When the soldiers passed Callum, they demanded he open his mouth. Somehow, he managed to keep the pills under his tongue as he stuck it out. When he sat on the floor beside Roc, they both pretended to cough, meanwhile flicking the pills into their fists.
‘Roc, do you think that if we get out of here I’ll be able to find Bo?’
‘Bo,’ said Roc, shaking his head. ‘I can’t believe you.’
‘What’s so funny?’
‘You don’t want to mess with girls. They’re dynamite.’
‘Bo wasn’t toxic. I didn’t catch anything from her.’
‘She was absolutely toxic. You should have traded her for whatever you could get. You had a girl! Every fool wants one.’
‘You mean sell her?’
‘Definitely. Girls are not worth the trouble. They mess with your brain. They ruin everything.’
Callum stared up at the ceiling.
‘Forget her, Scab. They’ve probably taken her straight to the island, to Mater. It’s because of Mater Misericordiae that they filled the harbour with mines, to stop anyone getting out there. But one day I’ll get there. One day I’ll blow the place sky high.’
‘What about your sister? What if she is on the island?’
‘What sort of life could she have out there? I’d be doing her a favour.’

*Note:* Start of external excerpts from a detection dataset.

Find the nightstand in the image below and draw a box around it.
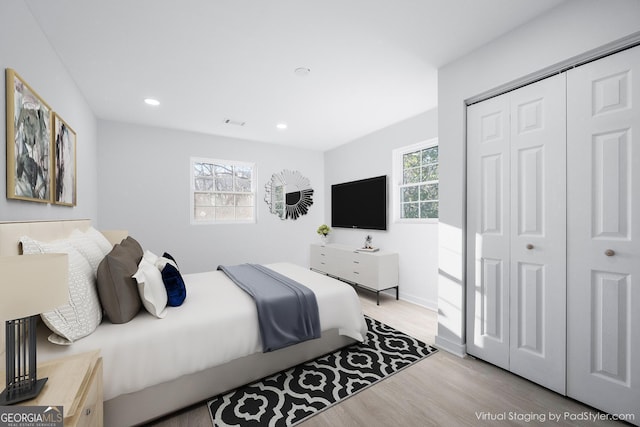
[0,351,103,427]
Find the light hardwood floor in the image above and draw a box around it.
[148,290,623,427]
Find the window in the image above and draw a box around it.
[394,139,439,222]
[191,158,256,224]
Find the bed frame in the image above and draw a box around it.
[0,219,355,426]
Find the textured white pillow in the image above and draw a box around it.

Callum felt sick. He didn’t want to ask any more questions. He wasn’t sure he wanted to hear the answers. All he wanted was to find Bo before it was too late. Once they were together again, they would find his fathers and have them tell the truth. The truth about girls and boys, the truth about the plague, and the truth about the Colony. Slowly, he crushed the pills in his hands until they made a fine, thin dust.
26
GIRLFRIEND
Bo didn’t want to wake up. She rolled away from the light that poured in through the barred windows and tried to make her way back into her dream. On the other side, in the darkness of her sleep, she could sense Callum. He had his arms around her waist and they were riding on the Daisy-May across a wide desert with Mr Pinkwhistle crouched between her knees. All that mattered was the journey.